What’s difficult to appreciate about this is that the MBTA doesn’t deal with “north” or “south.” The platforms are labeled “inbound” (meaning toward Boston) and “outbound” (away from Boston), and when you arrive in Boston, tracks are merely labeled with the farthest T stops as destinations. For instance, at Park Street, you can get on the red line “To Alewife via Harvard” or “To Ashmont, Braintree via Downtown Crossing.”

This “northbound, southbound” stuff doesn’t particularly upset me, and it didn’t confuse me for long. But it doesn’t help much, either, if only because from Porter, a northbound train goes west and a southbound train east before heading in a general southerly direction. Or rather, south to Harvard, east to Central, northeast to Kendall ... but, yes, it goes to the south shore. Ultimately.

What’s striking about the announcements is their uselessness, their silliness, their microscopic overlay of a system on entirely different systems that stretch hundreds of miles and back more than 100 years. Newcomers will look to a sign that says “inbound” or “Ashmont/Braintree” and hear an announcement that says “southbound.” They will hear an announcement about a “northbound train” and look in vain for a sign that confirms this, or conforms to it.

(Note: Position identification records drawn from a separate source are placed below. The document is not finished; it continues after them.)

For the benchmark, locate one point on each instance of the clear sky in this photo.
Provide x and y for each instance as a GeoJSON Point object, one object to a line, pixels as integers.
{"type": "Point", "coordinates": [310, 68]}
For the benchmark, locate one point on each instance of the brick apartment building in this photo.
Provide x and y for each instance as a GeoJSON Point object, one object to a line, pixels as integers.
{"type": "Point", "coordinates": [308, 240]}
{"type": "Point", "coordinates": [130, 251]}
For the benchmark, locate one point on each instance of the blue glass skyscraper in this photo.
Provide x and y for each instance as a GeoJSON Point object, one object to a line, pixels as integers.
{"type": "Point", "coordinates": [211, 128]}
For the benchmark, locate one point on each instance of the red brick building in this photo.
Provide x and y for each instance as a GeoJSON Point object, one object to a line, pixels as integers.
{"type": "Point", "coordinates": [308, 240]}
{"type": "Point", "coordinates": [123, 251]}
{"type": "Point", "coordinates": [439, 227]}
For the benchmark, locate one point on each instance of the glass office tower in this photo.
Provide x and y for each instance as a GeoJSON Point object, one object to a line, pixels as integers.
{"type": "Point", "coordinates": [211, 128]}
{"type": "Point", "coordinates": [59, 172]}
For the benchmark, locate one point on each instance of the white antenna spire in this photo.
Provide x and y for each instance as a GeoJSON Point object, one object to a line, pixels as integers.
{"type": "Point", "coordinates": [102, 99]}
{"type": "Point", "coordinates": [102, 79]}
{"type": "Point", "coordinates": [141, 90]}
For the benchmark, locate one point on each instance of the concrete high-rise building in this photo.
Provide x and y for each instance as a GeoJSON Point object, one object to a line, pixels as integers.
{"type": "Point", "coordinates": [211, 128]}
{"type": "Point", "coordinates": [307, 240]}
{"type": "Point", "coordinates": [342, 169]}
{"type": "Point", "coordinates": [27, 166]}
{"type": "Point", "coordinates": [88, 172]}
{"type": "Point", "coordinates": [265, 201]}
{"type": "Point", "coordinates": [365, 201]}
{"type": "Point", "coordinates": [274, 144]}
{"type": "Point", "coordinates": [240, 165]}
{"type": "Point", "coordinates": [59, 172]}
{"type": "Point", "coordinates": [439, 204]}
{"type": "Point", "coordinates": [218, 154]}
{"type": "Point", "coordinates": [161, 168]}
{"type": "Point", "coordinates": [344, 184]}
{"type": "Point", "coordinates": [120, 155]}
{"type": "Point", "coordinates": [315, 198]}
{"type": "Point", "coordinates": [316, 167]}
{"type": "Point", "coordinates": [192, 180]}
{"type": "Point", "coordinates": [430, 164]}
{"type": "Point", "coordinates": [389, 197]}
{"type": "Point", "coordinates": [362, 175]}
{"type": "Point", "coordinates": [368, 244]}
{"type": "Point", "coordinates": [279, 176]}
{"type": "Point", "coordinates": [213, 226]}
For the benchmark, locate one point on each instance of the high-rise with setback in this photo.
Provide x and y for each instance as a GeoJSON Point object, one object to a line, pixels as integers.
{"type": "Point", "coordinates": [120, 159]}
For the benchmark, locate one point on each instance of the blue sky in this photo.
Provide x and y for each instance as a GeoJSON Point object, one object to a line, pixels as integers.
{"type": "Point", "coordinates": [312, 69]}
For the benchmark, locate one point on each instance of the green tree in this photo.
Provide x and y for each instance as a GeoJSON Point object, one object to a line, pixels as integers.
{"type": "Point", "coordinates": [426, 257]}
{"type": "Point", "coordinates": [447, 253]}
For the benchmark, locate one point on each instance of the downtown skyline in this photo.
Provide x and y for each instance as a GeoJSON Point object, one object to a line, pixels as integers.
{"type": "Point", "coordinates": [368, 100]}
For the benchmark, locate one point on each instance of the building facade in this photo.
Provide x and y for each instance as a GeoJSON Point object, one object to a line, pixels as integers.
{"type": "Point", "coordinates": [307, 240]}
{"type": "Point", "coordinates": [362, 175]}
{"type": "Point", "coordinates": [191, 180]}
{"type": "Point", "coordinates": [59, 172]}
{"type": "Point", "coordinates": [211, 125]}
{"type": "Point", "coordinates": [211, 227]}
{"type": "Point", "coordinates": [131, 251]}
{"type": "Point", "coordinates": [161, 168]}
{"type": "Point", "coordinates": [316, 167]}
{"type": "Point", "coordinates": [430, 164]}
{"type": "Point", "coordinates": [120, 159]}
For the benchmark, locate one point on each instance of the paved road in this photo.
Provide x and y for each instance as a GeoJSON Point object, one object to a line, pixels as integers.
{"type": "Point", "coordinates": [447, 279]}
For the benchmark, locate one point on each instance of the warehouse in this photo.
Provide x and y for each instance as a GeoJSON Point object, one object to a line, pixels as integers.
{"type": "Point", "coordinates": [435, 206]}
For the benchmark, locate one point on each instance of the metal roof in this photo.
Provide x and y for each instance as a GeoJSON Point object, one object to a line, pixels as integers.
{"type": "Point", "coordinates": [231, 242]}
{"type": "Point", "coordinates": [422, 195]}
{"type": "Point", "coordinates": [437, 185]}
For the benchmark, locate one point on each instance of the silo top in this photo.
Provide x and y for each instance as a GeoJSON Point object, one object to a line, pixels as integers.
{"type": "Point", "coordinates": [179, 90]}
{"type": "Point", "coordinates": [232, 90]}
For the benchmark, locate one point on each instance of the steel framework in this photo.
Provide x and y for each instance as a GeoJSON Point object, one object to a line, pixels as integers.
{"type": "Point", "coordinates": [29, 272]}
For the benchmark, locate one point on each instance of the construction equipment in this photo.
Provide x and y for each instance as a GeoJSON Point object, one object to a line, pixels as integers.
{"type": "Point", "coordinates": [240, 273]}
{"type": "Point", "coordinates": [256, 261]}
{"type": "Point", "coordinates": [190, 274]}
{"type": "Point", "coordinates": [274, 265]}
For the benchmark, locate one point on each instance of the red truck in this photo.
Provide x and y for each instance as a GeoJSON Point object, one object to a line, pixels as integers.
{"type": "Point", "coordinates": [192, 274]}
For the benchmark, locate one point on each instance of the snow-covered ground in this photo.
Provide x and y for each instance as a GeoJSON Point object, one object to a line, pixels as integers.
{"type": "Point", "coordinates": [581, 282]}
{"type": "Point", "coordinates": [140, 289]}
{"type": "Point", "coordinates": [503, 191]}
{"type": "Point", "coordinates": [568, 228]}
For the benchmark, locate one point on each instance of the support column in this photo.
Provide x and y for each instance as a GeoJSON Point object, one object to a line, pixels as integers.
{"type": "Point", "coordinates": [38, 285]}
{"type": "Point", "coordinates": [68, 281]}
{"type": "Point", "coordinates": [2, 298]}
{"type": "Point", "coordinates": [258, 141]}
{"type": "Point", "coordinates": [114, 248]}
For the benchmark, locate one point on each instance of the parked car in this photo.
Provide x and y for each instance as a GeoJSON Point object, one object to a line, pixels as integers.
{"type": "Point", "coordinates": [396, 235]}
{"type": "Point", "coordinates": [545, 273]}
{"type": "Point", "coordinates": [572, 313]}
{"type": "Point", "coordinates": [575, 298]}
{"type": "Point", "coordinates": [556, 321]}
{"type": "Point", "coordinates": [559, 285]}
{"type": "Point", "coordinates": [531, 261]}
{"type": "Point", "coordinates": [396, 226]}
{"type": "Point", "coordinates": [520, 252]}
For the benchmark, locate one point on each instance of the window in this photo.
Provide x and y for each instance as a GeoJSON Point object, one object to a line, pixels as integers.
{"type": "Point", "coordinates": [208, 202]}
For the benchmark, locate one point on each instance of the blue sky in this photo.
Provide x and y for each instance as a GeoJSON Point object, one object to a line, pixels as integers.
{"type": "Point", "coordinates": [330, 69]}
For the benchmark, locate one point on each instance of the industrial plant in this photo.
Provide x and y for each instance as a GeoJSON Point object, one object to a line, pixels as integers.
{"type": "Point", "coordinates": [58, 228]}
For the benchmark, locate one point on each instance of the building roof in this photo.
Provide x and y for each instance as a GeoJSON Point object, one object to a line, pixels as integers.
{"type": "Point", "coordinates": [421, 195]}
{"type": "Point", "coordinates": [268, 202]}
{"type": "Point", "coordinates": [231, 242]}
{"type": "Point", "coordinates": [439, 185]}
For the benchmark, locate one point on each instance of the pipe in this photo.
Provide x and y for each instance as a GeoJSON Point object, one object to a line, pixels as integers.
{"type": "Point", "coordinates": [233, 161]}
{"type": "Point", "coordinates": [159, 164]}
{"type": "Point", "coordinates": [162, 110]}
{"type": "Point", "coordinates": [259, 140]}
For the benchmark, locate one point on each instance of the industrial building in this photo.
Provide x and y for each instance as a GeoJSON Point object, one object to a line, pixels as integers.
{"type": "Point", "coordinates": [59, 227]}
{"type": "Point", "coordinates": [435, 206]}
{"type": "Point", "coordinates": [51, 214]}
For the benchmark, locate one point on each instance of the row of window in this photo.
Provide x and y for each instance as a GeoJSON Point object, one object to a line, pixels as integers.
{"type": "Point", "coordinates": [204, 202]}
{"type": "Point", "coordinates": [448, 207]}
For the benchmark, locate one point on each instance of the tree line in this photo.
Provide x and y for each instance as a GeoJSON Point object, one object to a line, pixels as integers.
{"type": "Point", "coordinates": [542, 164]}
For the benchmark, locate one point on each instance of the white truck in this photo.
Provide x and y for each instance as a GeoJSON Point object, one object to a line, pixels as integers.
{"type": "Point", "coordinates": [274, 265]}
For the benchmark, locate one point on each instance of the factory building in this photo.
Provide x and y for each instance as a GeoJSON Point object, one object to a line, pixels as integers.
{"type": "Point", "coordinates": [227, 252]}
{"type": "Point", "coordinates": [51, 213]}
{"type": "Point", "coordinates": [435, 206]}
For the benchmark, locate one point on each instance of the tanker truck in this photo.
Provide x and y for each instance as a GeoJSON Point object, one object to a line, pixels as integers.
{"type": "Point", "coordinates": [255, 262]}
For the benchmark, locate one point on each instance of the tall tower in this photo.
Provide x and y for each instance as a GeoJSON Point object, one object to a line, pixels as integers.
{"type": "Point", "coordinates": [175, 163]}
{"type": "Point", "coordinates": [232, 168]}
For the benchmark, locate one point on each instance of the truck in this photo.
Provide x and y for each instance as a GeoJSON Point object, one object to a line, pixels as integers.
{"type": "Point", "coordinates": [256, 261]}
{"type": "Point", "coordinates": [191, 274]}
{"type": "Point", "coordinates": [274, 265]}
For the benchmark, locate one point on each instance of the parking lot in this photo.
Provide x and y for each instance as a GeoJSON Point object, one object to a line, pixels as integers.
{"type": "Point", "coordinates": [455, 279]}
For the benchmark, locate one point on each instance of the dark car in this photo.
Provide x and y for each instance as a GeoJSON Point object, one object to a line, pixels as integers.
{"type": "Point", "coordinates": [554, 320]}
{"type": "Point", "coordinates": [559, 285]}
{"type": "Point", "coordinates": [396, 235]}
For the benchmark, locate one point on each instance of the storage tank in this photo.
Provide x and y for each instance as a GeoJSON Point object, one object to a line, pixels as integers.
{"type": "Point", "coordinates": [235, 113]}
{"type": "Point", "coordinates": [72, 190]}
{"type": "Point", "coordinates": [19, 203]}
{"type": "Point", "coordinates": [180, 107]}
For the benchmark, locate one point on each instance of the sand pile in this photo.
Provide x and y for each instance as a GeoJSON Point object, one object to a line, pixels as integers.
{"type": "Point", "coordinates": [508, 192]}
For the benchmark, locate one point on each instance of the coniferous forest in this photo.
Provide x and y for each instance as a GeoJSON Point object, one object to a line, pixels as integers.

Frankly, our system is confusing enough on its own. The compass can be left out of it.


Anonymous said...

The announcements I hate are the ones that go "there's a train directly behind this one." Like anyone's gonna voluntarily step back and wait another indeterminate amount of time for that "directly following" train if they've already waited an eon for the one that is currently at the station with the doors open. What does "directly behind this one" actually mean? Because there's not much chance it would be anything but a train, as if it would go "train, mail truck, horse-drawn cart, train," and anything that's on the rail is arguably directly behind, although it may still be pretty far away and moving slowly. They should come up with something more specific for that one, too. Like "the next train is 2 minutes behind this one" or "the next train is waiting at South Station for this one to depart" if you're at Downtown Crossing and going "northbound." Or "inbound."

Scape7 said...

I'm not going to stop whining until there are electronic signs keyed to trains and telling us how long a wait we're to expect. Perhaps by 2045.

Anonymous said...

I like the subways in DC... lights start blinking when a train is about to arrive.

Scape7 said...

I just like the fact that they arrive.